The clinical features of more advanced AD are marked by functional deficiencies such as a reduction in ADLs. Such functional disabilities mean that patients require enormous amounts of care in terms of both time and resources. Indeed, care is often the responsibility of family and other care-givers, who are also burdened with substantial emotional and financial obligations. However, memantine can provide clinically important functional benefits for patients with moderate to severe AD, supporting the ability of patients to remain actively engaged in everyday activities. Functional impairment in patients with AD is generally evaluated using the 19-item subscale of the Alzheimer Disease Co-operative Activities of Daily Living Inventory (ADCS-ADL19), which was specifically designed to assess functional capacity in patients with advanced dementia.
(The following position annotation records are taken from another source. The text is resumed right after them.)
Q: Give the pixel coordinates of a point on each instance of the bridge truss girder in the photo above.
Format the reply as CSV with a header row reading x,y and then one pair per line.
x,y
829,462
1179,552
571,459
A female patient with mild AD (Case Study 4, see Table 1) developed language problems and had difficulty remembering the meanings of words. Her verbal fluency and communication became progressively worse such that she avoided social contact and communication and preferred to be alone. In addition, she was unable to care for herself adequately. The patient had an MMSE score of 20 out of 30 and a score of six on the Geriatric Depression Scale, and cranial magnetic resonance imaging indicated minimal cerebral atrophy. The patient had not received any previous treatment for dementia. She was given memantine 5mg once weekly and this dose was up-titrated to a maintenance dose of 10mg twice weekly. An improvement in language functioning was noted within eight to nine weeks of starting memantine treatment, along with improvements in MMSE (24 out of 30) and GDS (five) scores. Within four weeks of treatment initiation, the patient’s carer, her cousin, reported improvements in the patient’s language functioning, verbal fluency and speech and word finding, allowing the patient to make conversation with others freely and interact with her friends. In addition, the patient’s self-care improved. Memantine was well tolerated by the patient and no adverse events were reported.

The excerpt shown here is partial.